Most political professionals and journalists talk about "the health care repeal and the Trump tax plan as two different issues," says Jesse Ferguson, a Democratic consultant working with outside groups supporting the ACA. "The voters see them as ways Washington isn't looking out for them. ... On both of them, it's basically the same: they [Congressional Republicans] have been giving tax breaks to health insurance companies, to pharmaceutical companies and those come at the expense of people who work for a living. It means higher health care costs, eventually higher taxes, more debt for your kids, and cuts to Social Security and Medicare as you get older."
Paul Waldman/WaPo:
How far did Trump allies go to discredit supporters of the Iran deal?
Just when you thought President Trump’s allies could no longer surprise you with the depths to which they’re willing to sink, they may have come through again. This latest story is about an attempt to dig up dirt on officials in the Obama administration, with the purpose of discrediting the Iran nuclear agreement to justify the Trump administration abandoning the deal.
This story is still developing. So we need to carefully distinguish what we can say for sure with what is still unverified. Multiple news organizations are surely pursuing the story, which means we’ll be learning more in the coming days.
This was a favorite topic of mine a decade ago, timer well spent. But a good reminder we still have issues (from CIDRAP):
Experts review 1918 pandemic, warn flu is global threat
[Michael Osterholm] then argued that, during the next influenza pandemic, more people will die from the non-pandemic aspects of such a global health crisis. Illustrating his point with pictures of massive container ships that move goods across the globe, Osterholm said that the US economy is so inextricably linked to other countries, especially China's, that a pandemic would paralyze supply chains for both consumer and medical goods.
"A flu pandemic would result in unprecedented employee absenteeism," Osterholm said. He also noted that 30 of the most common generic medicines currently used in the United States are wholly or partially manufactured in China.
"Look at what happened with saline bags in Puerto Rico," said Osterholm, who predicted months before the devastating 2017 hurricanes that storms on the island would cause problems for US clinics and hospitals.
In a counterpoint to Osterholm's talk, Arnold Monto, MD, from the University of Michigan, said that he certainly did not disagree with Osterholm's conviction that the next pandemic would be deadly, but he said modern tools, including the flu vaccine, would mean it's unlikely the 1918 pandemic could ever be repeated.

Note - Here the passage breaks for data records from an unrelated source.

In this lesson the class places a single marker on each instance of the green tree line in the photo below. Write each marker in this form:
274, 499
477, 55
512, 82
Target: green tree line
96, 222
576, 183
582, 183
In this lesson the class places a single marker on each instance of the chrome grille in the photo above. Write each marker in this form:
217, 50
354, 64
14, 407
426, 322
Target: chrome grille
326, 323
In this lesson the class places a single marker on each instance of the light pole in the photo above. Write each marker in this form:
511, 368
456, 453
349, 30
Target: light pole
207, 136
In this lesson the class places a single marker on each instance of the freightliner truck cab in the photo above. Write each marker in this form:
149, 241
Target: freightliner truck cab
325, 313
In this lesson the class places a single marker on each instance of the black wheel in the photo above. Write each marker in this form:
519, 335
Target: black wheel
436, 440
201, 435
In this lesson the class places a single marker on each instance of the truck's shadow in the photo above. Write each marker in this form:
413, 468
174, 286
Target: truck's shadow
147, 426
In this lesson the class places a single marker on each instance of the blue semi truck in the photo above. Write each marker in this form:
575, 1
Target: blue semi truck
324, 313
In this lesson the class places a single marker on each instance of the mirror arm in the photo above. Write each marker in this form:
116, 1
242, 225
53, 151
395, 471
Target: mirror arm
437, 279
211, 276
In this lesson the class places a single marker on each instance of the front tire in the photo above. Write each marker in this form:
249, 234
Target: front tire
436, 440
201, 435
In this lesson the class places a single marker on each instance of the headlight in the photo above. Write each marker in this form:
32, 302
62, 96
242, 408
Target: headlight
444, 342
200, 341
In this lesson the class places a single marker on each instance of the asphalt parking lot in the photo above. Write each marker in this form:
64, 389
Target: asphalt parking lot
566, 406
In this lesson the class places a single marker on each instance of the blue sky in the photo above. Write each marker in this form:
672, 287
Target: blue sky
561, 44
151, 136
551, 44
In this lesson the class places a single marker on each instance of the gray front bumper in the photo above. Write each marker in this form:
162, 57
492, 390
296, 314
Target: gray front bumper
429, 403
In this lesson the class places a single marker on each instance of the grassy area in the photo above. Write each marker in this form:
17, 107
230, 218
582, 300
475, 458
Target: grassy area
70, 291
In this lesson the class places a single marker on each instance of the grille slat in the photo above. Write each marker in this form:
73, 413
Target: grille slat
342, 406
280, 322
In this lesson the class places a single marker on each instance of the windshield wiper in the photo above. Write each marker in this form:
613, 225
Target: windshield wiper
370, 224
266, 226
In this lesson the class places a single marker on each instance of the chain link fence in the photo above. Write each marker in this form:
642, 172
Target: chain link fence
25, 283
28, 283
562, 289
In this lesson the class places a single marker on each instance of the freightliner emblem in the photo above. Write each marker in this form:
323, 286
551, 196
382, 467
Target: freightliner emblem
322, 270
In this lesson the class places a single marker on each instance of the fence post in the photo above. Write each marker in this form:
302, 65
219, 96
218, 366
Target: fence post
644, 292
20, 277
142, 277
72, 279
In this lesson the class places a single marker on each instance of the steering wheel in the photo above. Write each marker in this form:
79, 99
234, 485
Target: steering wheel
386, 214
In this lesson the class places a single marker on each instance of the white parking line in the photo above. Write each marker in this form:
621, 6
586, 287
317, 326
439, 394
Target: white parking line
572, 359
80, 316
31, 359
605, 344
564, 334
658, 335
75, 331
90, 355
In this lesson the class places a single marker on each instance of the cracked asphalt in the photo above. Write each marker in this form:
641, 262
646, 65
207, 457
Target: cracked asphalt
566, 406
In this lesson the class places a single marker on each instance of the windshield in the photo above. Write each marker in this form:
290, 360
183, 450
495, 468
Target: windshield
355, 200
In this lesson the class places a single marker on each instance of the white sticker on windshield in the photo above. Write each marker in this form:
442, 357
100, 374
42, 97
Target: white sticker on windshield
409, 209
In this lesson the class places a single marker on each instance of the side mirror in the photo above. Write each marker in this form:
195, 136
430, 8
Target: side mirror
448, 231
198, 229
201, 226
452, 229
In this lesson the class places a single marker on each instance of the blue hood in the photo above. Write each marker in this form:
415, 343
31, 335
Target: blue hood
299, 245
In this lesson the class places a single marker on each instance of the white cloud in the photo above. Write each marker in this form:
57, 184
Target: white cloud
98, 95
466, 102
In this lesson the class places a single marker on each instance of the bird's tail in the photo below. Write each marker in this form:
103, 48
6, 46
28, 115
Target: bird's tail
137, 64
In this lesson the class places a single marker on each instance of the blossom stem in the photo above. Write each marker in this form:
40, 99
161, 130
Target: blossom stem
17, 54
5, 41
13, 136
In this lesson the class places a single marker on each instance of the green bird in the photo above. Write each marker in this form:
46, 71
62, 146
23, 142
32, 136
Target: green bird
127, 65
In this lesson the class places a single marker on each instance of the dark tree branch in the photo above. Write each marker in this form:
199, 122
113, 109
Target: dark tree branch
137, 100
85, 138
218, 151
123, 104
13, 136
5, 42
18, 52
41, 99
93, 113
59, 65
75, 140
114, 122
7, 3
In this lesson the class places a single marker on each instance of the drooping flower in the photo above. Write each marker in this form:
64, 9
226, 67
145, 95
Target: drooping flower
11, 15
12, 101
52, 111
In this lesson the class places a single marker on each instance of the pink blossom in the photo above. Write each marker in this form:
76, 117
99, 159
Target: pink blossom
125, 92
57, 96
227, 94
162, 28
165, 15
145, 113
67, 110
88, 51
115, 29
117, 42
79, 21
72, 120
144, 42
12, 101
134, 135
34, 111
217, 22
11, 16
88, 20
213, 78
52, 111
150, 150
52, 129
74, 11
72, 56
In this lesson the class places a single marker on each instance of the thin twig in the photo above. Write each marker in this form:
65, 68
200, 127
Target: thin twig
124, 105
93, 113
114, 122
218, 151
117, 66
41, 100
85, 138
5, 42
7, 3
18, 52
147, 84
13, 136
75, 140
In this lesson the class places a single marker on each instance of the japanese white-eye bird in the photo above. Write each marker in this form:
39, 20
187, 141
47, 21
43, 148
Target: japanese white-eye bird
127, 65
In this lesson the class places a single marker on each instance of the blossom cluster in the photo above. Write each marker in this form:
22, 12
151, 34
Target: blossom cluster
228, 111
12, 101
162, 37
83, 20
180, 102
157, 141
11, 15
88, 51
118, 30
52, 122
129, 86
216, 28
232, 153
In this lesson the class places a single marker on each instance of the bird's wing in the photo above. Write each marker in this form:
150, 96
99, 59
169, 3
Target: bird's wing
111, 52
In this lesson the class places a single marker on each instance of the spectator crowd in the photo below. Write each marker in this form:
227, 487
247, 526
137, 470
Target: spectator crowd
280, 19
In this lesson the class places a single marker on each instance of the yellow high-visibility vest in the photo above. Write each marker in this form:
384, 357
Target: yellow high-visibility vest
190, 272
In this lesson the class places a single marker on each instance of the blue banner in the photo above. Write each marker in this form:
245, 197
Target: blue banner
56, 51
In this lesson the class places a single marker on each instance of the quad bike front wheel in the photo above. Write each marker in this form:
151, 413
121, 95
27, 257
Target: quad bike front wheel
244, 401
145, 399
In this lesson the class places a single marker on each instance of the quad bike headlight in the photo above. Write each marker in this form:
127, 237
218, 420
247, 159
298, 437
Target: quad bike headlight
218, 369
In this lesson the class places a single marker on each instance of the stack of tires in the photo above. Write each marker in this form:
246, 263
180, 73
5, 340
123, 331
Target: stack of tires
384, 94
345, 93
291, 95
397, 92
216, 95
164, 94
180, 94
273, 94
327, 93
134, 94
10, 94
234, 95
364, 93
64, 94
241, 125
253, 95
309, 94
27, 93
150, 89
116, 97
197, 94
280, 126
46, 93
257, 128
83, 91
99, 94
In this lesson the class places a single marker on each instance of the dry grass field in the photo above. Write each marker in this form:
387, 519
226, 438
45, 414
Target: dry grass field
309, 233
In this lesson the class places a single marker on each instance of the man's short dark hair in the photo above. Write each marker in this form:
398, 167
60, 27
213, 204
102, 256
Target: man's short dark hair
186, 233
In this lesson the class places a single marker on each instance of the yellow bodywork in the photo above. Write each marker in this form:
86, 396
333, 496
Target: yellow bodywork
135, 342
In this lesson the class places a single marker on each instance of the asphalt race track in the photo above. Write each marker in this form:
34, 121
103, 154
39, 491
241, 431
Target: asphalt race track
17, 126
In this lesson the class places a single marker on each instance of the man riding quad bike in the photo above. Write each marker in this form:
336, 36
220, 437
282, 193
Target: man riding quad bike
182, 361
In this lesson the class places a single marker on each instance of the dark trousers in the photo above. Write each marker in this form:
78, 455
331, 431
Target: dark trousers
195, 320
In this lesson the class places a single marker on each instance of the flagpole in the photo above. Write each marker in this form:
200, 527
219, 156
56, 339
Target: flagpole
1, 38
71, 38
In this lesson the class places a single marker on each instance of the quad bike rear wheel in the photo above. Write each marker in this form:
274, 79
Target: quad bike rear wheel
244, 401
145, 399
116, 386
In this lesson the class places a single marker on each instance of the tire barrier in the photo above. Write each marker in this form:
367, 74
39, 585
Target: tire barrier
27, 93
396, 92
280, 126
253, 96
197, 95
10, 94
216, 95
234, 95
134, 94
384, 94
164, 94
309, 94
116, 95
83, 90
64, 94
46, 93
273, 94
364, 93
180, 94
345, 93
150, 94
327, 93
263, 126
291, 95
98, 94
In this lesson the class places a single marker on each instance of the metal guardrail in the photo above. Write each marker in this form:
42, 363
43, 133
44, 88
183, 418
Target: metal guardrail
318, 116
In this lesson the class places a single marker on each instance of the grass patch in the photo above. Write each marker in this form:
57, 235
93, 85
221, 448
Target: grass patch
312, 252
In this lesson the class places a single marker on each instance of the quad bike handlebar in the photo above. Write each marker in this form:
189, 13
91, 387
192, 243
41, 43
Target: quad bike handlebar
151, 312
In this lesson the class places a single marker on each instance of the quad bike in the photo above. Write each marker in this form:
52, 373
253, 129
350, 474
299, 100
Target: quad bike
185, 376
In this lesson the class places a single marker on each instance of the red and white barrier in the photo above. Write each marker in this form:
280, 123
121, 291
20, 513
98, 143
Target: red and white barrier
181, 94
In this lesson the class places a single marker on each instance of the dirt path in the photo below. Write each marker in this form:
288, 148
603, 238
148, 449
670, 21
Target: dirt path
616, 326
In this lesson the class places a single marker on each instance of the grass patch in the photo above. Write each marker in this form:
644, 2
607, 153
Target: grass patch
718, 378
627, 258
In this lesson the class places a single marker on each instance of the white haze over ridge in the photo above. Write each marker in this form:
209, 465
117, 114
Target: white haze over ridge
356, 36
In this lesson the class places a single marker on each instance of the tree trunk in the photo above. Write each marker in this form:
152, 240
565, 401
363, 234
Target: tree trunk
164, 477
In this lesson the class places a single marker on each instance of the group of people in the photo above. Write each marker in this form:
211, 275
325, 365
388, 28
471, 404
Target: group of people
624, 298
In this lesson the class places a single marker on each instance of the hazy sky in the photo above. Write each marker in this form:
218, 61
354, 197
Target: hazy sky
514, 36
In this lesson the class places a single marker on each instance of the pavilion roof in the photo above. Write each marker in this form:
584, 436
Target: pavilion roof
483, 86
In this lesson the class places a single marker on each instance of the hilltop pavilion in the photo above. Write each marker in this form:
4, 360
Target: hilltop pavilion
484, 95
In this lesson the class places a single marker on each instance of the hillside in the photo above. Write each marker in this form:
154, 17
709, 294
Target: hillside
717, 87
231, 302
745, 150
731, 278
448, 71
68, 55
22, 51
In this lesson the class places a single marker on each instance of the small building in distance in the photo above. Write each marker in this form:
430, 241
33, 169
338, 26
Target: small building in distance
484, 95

Luciana Borio, MD, of the White House National Security Council, said the administration also sees the threat of pandemic flu as a global health crisis.
"Flu is our number one health security issue," said Borio. "We do not close borders to control flu."
A decade later, the arguments are similar. We are closer to a universal vaccine, but a pandemic would be deadly and disruptive. BTW, the worry these days is H7N9 more than H5N1 (i.e. different forms of bird flu).